Okay Tancho, are you telling me that Neil Armstrong walked in front of green screen and never really walked on the moon or that Sully Sullenberger didn't really land on the Hudson? In Gilbert & Sullivan's HMS Pinafore the little buttercup sings "Things are SELDOM what they seem" and that may be true but you said things are "NEVER" what they seem. Remember what Abe Lincoln said, "You can fool SOME of the people all of the time and you can fool all of the people SOME of the time but you can't fool ALL of the people ALL of the time. The Bible tells us to "test all things" so that's what we should do but it also tells us to "hold fast to that which is good". I am holding fast to you my friend so don't drag us off the deep end, eh? Lighten up will ya :)
Ha Bob, no not at all, and I am glad you brought up Sully Sullenburger, I just saw his documentary which brought shivers to my spine. All that I am saying is to not believe EVERYTHING that you may see nowadays, that's all!
I just don't think that people check things out the way they should nowadays, and believe everything they see and hear as gospel!

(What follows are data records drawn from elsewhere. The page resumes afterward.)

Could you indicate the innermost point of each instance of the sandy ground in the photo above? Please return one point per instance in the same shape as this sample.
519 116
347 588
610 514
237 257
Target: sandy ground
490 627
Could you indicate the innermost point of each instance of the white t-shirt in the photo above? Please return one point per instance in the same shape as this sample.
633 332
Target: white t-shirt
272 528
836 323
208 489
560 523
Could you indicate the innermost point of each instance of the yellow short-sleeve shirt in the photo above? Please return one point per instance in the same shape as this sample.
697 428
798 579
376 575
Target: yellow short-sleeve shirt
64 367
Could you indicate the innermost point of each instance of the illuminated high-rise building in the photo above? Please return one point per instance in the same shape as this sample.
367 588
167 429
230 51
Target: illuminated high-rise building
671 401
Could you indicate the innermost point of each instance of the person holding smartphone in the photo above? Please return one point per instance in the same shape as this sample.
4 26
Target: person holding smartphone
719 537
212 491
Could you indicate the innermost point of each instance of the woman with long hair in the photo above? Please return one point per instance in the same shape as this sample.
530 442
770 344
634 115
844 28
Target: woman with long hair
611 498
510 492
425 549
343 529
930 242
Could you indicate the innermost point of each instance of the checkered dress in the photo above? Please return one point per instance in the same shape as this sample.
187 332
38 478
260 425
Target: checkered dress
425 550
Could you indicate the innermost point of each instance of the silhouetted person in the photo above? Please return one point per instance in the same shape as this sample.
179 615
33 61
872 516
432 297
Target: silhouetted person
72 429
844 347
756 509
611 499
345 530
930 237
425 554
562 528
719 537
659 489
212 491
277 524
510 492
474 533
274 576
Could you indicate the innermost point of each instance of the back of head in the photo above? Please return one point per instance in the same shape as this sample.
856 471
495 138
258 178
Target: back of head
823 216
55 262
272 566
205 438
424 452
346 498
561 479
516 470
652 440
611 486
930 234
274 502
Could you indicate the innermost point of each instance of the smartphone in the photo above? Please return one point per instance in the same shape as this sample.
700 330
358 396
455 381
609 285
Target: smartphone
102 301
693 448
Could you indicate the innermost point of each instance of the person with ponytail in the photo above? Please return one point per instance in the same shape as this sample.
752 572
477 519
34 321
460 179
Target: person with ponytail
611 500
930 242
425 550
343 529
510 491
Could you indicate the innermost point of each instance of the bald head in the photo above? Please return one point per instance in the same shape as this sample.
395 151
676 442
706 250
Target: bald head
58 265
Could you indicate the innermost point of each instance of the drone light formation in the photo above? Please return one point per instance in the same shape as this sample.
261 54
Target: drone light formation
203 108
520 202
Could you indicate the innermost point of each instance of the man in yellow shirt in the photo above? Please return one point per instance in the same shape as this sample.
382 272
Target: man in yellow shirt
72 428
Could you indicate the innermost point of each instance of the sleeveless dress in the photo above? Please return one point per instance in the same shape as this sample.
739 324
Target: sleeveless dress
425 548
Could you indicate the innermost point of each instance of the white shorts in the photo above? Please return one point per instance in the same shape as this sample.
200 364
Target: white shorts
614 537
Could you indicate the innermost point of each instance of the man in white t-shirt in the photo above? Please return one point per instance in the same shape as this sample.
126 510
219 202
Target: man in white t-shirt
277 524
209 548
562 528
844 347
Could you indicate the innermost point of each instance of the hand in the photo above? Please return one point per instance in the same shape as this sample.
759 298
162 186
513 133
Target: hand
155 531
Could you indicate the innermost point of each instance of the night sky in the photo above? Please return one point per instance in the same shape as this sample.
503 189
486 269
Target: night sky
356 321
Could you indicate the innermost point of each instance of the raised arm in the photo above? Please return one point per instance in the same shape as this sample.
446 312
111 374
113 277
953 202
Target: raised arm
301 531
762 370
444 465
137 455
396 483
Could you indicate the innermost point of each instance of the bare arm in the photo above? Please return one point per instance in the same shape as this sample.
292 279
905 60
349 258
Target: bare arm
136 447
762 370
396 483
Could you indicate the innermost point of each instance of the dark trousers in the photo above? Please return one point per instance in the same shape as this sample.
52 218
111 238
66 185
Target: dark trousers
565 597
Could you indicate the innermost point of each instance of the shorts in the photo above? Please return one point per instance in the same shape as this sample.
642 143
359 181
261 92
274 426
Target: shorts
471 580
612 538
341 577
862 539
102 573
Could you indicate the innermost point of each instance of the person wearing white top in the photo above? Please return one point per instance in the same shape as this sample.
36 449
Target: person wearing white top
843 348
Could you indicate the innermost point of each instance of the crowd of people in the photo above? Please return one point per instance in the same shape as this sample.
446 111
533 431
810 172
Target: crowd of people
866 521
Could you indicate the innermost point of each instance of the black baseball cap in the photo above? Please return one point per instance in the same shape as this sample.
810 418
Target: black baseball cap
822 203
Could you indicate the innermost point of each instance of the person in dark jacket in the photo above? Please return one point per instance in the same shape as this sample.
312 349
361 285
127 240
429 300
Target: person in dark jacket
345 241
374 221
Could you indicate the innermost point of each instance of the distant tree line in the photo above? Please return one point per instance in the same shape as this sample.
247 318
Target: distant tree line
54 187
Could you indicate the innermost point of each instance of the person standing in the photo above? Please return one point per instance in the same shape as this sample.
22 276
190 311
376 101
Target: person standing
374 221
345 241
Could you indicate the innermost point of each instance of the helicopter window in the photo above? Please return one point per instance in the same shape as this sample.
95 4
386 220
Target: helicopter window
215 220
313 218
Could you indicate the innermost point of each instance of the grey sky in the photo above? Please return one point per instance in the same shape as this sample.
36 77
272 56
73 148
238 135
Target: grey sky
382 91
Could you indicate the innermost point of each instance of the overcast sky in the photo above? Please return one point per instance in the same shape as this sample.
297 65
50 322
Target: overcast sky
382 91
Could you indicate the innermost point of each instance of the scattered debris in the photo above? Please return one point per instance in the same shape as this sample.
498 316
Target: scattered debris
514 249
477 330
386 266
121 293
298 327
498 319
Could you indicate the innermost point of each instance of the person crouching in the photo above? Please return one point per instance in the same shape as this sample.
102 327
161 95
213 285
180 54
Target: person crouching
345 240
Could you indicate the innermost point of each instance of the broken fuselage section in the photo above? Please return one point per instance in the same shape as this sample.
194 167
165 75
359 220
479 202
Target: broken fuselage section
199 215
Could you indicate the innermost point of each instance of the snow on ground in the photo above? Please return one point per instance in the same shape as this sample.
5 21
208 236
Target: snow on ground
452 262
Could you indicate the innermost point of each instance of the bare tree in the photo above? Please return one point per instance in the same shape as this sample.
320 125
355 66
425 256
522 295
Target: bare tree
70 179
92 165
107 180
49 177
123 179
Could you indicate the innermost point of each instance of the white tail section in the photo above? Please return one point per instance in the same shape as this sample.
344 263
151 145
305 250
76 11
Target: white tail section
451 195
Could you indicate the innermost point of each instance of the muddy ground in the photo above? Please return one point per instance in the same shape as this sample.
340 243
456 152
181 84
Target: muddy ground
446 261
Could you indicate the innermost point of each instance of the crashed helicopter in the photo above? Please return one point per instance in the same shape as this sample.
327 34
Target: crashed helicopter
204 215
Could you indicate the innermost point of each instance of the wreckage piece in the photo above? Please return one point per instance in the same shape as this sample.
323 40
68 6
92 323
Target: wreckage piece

The need for critical thinking is nothing new. Newspapers have printed stories for years that turned out to be urban myths, rumor, or just plain wrong. Chromakey is nothing new, as you know. Actors in the 30's were filmed riding in a car with a street scene projected on a screen behind them. The digital age has just made it WAY harder to tell. I don't think of it as a lie, more like a way to provide us with more fantastic entertainment for less money. A news story, that would be one thing. But a film or TV show, more power to them!
Critical thinking eh?
Based on some of my recent conversations with people, that seems to becoming a skill not exhibited as often as I would expect. One of the things that I noticed was a bridge with cars placed adjacent to the beach in Mazatlan on a commercial a few days ago. The job was so good that I had to keep reviewing it to be sure I was not confusing it with another location. Interesting that many Mexican novellas are now done using the same process which allows them to save tons of money by not moving all the actors and support people all over the place.
Our dear friends at Fox News get busted using blue screens and old clips all the time but they know who the fools are-and they are us.